Dopo aver sbrigato le consuete pratiche di registrazione presso l’accredito, dopo un’attesa di circa un’ora, finalmente giunge il mio turno: il responsabile della gestione “piloti” mi apre la portiera della splendida F430 spider, io, con il cuore a mille ed un’aria da ebete, dopo una lieve contorsione, mi “incastro” nell’avvolgente sedile racing a pochi centimetri dal suolo.
Vengo subito colpito da un dettaglio, diciamolo pure, insolito, divenuto sempre più raro negli ultimi anni sulle GT: l’auto oggetto della prova era equipaggiata con cambio manuale. Ebbene sì, la sorpresa è stata eclatante anche per me. Mi aspettavo di armeggiare come i paddles al volante ed, invece, mi toccava azionare frizione e cambio. Tuttavia, ammetto di aver benedetto la sorte: dopo aver guidato i più moderni doppia frizione ero curioso di guidare un bolide da 490 cv con la tradizionale trasmissione.

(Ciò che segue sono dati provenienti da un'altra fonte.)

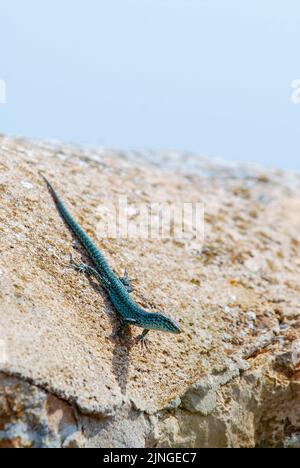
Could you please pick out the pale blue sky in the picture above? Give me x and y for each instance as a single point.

Lungi dal voler suscitare un dibattito acceso su quale tipologia di trasmissione sia preferibile su un’auto del genere, devo ammettere che guidare la leva del cambio nella griglia di selezione è stato stupendo. Certo, bisogna applicare una buona dose di forza per azionarla in quanto gli innesti risultano sì molto precisi, secchi, ma decisamente duretti; inoltre, la frizione, dall’escursione molto ridotta, è molto pesante da pigiare. Necessaria, dunque, una guida “maschia”.
Dopo gli inevitabili suggerimenti dell’istruttore, innesto la prima marcia: con grande naturalezza trovo senza difficoltà il punto di innesto, per cui la partenza risulta dolce, senza strattoni, grazie ad una frizione molto precisa e modulabile. Dopo pochi metri, su indicazioni del copilota, innesto la seconda e successivamente la terza, la marcia principale da tenere in circuito.
Già dai primi metri apprezzo la precisione del volante, dal carico giustamente elevato che mi trasmettere, fin da subito, un eccezionale feedback. Forte di ciò inizio ad aumentare l’andatura: dopo la seconda curva a destra mi si profila un lungo rettilineo: frusto l’acceleratore, ma non riscontro una reazione di rilievo: sono in terza, decisamente sottocoppia: il motore sembra “docile”, sale progressivamente di giri ma, poi, una volta varcata la soglia dei 4500/5000, esplode con un allungo entusiasmante, accompagnato da una sonorità unica, indescrivibile, da far rizzare i peli. Il sound Ferrari è davvero straordinario, inimitabile, irraggiungibile. Su invito del copilota innesto anche la quarta che, tuttavia, non riesco a tirare più di tanto.
Cento metri prima della fine del rettilineo, all’altezza di due birilli laterali che indicano il punto di frenata, ho modo di saggiare l’impianto frenante: assolutamente eccezionale. Mi colpisce la straordinaria potenza frenante e, soprattutto, lo splendido feedback del pedale, durissimo da azionare; si tratta di un comando veramente racing, distante anni luce da quello Porsche e Lamborghini, decisamente “molliccio”, a mio avviso, eccessivamente “stradale”. Finalmente, un pedale che va pestato come si deve, dalla corsa ridotta e senza bite iniziale. Non oso immaginare cosa è in grado di fare un impianto carboceramico.
Nonostante il circuito, per meglio dire, il kartodromo, per le sue caratteristiche, non fosse adatto a sfoderare in toto le sue superlative potenzialità, la F430 spider ha mostrato una certa agilità: sembrava molto più a suo agio, anche nelle curve strette, rispetto alla Lamborghini Gallardo, maggiormente tendente al sottosterzo.